Burga: “…this is an opportunity for the other side to completely cripple organized labor, so wall street the super wealthy, corporate CEOs, can have complete control of the public policy agenda, to create a permanent low wage work force,  That’s what’s at stake here,.”

Ludwig:  Coca-Cola and Wal-Mart are members of the American Legislative Exchange Council, abbreviated ALEC.  ALEC brings together state legislators and corporate leaders from companies like Bayer, Pfizer, and Exxon-Mobile to draft model bills for state legislators seeking to advance a conservative, pro-business agenda. Governor Kasich is an alumni of ALEC, and in 2010 ALEC companies donated more than half a million dollars to him and other Republican legislators that supported SB 5.  Mike Gillis from the AFL-CIO says legislation like SB5 is part of what the bang companies get for their campaign bucks.

Gillis : “It’s no coincidence that all these attacks come at exactly the same time and across a bunch of battleground states, Wisconsin, Michigan, Ohio, and others.  They’re seeing the same types of laws being passed in the state legislatures and signed by their governors who are often in the pocket of the same people.”

Ludwig:  But the Ohio bill’s authors may have made a fatal misstep in their political calculus. While Wisconsin’s now infamous anti-union law exempted police and firefighters, those first responders are included in the Ohio bill—and they’re not happy about the idea of losing their right to negotiate on their own working conditions.  Cincinnati firefighter Doug Stern has been speaking at rallies across the state.
Doug Stern, Cincinnati firefighter: “Senate Bill 5, now Issue 2, is unfair, is an unsafe attack on Ohio’s first responders like myself, to put every man woman and child in this state at risk.  I’m a firefighter and let me tell you what I know:  I know how many fire fighters we need on the fire truck.  I know how many firefighters it takes to put out a fire, and to rescue someone when time is critical. Any law that takes away the professional voice of firefighters…it’s unsafe to the community, and we won’t stand by and let it happen.”

Hirsh: “There’s a traditional understanding of Ohio that there’s about eight or nine blue counties and about 80 red counties, but when the republican legislature passed Senate Bill 5, they really started cannibalizing their own base.”
Ludwig:  Kris Hirsh is with Stand Up For Ohio, a group leading the grassroots campaign to veto Senate Bill 5.

Hirsh: “They started going after the policemen and the firemen and the teachers in those rural areas that by traditional analysis had voted 1/3 republican. There’s always a strong sense that your corrections officers and your highway patrol’s and your police officers had a significant right-wing within their union, and when the Republican Party targeted them as the cause of our economic problems, they really stepped on their own foot.”

CHANTING:  “The people united will never be defeated.”

Ludwig:  Larry Cohen, president of the Communications Workers of America, told volunteers preparing to go knock on doors, that the grassroots movement in Ohio is part of something bigger.
Cohen“You’re leading a movement here!

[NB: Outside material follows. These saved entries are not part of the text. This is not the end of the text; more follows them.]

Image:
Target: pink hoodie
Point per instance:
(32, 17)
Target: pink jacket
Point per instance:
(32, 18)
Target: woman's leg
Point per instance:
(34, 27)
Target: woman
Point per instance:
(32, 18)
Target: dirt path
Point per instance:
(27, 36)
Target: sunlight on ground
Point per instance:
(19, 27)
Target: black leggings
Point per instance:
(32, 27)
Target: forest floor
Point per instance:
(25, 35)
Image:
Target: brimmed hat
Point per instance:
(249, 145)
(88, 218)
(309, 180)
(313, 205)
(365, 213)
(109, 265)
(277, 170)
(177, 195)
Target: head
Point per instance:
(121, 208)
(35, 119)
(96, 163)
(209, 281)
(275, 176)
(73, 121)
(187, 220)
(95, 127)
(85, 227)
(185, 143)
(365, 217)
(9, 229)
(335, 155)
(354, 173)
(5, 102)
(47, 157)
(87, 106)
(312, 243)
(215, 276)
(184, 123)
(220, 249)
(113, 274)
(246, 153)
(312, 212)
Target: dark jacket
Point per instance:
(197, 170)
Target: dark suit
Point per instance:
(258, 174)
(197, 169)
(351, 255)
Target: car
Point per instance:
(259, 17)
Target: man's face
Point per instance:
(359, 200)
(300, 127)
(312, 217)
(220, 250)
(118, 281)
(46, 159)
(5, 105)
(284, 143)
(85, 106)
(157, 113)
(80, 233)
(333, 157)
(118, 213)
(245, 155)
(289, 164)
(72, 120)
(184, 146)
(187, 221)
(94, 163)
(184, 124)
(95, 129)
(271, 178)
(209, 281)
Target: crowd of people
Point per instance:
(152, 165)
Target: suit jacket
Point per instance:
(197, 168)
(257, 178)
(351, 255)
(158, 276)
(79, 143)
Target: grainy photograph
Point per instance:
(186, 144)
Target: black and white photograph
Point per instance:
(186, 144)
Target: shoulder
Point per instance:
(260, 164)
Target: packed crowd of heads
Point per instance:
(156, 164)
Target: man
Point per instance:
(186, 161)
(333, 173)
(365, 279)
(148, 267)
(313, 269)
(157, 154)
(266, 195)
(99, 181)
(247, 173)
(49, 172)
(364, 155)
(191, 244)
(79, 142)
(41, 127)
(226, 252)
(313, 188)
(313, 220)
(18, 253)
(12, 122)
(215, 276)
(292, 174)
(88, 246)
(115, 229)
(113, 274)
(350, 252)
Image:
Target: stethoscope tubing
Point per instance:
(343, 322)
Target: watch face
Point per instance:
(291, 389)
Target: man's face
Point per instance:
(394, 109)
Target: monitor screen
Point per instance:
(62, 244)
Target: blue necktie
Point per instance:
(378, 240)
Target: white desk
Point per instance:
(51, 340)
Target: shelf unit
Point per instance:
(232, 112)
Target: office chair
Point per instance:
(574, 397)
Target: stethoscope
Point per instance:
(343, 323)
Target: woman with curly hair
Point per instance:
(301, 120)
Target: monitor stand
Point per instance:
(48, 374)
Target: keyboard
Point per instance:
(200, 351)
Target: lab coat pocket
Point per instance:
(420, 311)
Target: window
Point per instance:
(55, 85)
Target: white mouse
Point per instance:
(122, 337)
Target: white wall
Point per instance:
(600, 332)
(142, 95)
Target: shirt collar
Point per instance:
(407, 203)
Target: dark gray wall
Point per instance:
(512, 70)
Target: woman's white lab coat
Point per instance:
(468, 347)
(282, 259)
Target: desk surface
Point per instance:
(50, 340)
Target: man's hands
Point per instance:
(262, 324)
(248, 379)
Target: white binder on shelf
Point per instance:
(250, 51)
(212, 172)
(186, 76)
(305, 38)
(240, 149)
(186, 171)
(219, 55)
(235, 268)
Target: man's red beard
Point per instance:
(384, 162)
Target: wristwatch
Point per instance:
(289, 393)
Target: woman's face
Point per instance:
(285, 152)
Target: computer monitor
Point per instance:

You’re not just fighting back; we’re building a movement.  Those students in Madison?  They’re building a movement, and we followed em.  Those young workers that are in the park on Wall Street, fighting Wall Street? Occupying Wall Street> They’re fighting back.”(Applause)

Ludwig:  Many Ohioans have clearly been energized, and the ‘no’ side has been ahead in the polls for months.  But money has also been a major factor.  With almost 4 million dollars coming from national union offices to We Are Ohio, as of mid-October, the pro-union campaign had actually spent more on TV ads than their corporate-funded opponents. But labor activists are expected to be outspent in the next 2 weeks. Experts estimate the total cost of the Issue 2 campaigns could total between $33 and $40 million dollars. Whichever side prevails, there are likely to be many more expensive campaign battles in Ohio and across the country in the years to come; meaning the ultimate loser will be democracy itself.For Making Contact, in partnership with Truthout, I’m Mike Ludwig in Columbus, Ohio.